Canyue suppressed a smile and said, "How shall we answer the Long family? This is not a question of truth, but a question of face. All we have to do is offer them the bastard's head, and all will be solved. Is it not for that very purpose that we have allowed that bastard to live under our name?"

The patriarch shook his head. "I understand the sentiment, but we have to think about the regulations. Insofar as Bai Chunxue is legally considered a civilian and not a cultivator, we can't get rid of him so easily."

One of the older elders let out a long, slow sigh. "Such matters were far simpler back during the old Han dynasty. Back then, we could act more-or-less freely and the Imperial Court would turn a blind eye as long as we did not interfere with their governance. Now we cannot even deal with this bastard child without running afoul of some civilian-cultivator relations regulation. All this because he was born without a cultivation base."

"And to make it worse," another elder muttered, "if we violate the regulations, the Magistrate will have the imperial censors knocking on our door in a heartbeat."

"The Magistrate? You mean Sima Rui, the magistrate here in Kangtian? I can't imagine she would care that much about Chunxue. Even if he is legally a civilian, everyone knows that he's from a cultivation family. What does it matter to her if Chunxue dies?"

"For the Magistrate, Bai Chunxue dying would not be about Bai Chunxue," interjected Jing Ke. "The Magistrate is politically opposed to cultivators in general, so she will use whatever means she can to weaken our position. The Phantom Orchid Sect has had trouble dealing with her for quite some time now. She is one of those people who believes in... civilian rights."

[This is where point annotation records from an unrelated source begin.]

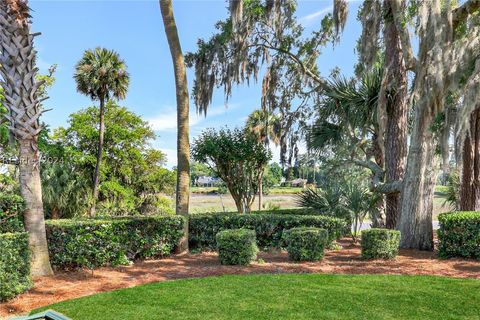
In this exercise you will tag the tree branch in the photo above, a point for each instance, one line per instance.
(461, 13)
(408, 56)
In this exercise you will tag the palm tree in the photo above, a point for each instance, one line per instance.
(23, 100)
(183, 144)
(266, 127)
(101, 75)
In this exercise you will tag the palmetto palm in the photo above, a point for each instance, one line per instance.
(101, 75)
(266, 127)
(23, 100)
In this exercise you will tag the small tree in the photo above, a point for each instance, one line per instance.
(238, 158)
(102, 75)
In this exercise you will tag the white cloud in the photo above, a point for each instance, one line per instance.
(305, 20)
(168, 120)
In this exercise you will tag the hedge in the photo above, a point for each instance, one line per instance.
(14, 265)
(95, 243)
(237, 246)
(305, 243)
(459, 235)
(380, 243)
(269, 227)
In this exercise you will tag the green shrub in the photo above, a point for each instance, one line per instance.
(236, 246)
(380, 243)
(14, 265)
(268, 227)
(11, 208)
(459, 235)
(306, 244)
(95, 243)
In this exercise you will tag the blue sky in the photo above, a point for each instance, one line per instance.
(134, 29)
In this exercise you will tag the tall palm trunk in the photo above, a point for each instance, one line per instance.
(17, 67)
(183, 144)
(397, 113)
(470, 180)
(96, 177)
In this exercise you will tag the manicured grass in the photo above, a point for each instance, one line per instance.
(277, 190)
(307, 296)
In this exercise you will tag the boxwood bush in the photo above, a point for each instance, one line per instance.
(459, 235)
(306, 244)
(269, 227)
(14, 265)
(237, 246)
(101, 242)
(380, 243)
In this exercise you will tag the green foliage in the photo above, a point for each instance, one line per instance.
(132, 173)
(198, 170)
(95, 243)
(350, 200)
(271, 177)
(236, 246)
(14, 265)
(269, 227)
(306, 244)
(11, 209)
(11, 205)
(459, 235)
(237, 158)
(380, 243)
(101, 74)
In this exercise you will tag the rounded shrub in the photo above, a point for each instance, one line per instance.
(237, 246)
(306, 244)
(380, 243)
(14, 265)
(459, 235)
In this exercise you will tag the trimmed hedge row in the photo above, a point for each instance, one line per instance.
(269, 227)
(306, 243)
(237, 246)
(96, 243)
(459, 235)
(14, 265)
(380, 243)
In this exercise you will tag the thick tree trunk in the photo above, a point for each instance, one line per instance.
(31, 190)
(415, 222)
(397, 113)
(96, 176)
(470, 180)
(445, 145)
(260, 192)
(378, 215)
(183, 144)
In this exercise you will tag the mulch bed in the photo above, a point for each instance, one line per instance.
(69, 285)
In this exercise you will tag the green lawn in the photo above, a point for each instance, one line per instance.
(307, 296)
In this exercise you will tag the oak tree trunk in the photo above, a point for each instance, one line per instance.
(397, 112)
(31, 190)
(470, 179)
(183, 144)
(96, 176)
(415, 221)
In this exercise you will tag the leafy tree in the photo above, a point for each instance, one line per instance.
(132, 173)
(237, 158)
(271, 177)
(23, 95)
(183, 142)
(198, 170)
(101, 75)
(265, 34)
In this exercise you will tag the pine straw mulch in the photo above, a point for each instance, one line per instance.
(69, 285)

Some snorts rose up around the room. How could they not laugh at the idea that civilians, those fortuneless fools who did not have the ability to cultivate, could be anything more than lesser lifeforms compared to cultivators? From a cultivator's perspective, the imperial regulations protecting the lives of civilians are no different than a law that would disallow them from stepping on anthills!

"—So before we decide on any one course of action, we must examine the text of the imperial regulations and verify that we are not running afoul of any of them."

The patriarch nodded. "Canyue, you are dismissed. On your way out, go find a servant and have them bring us a copy of the relevant regulations. We should have them in our library."

With a bow, Canyue turned and left the office, heading once again for the sick bay.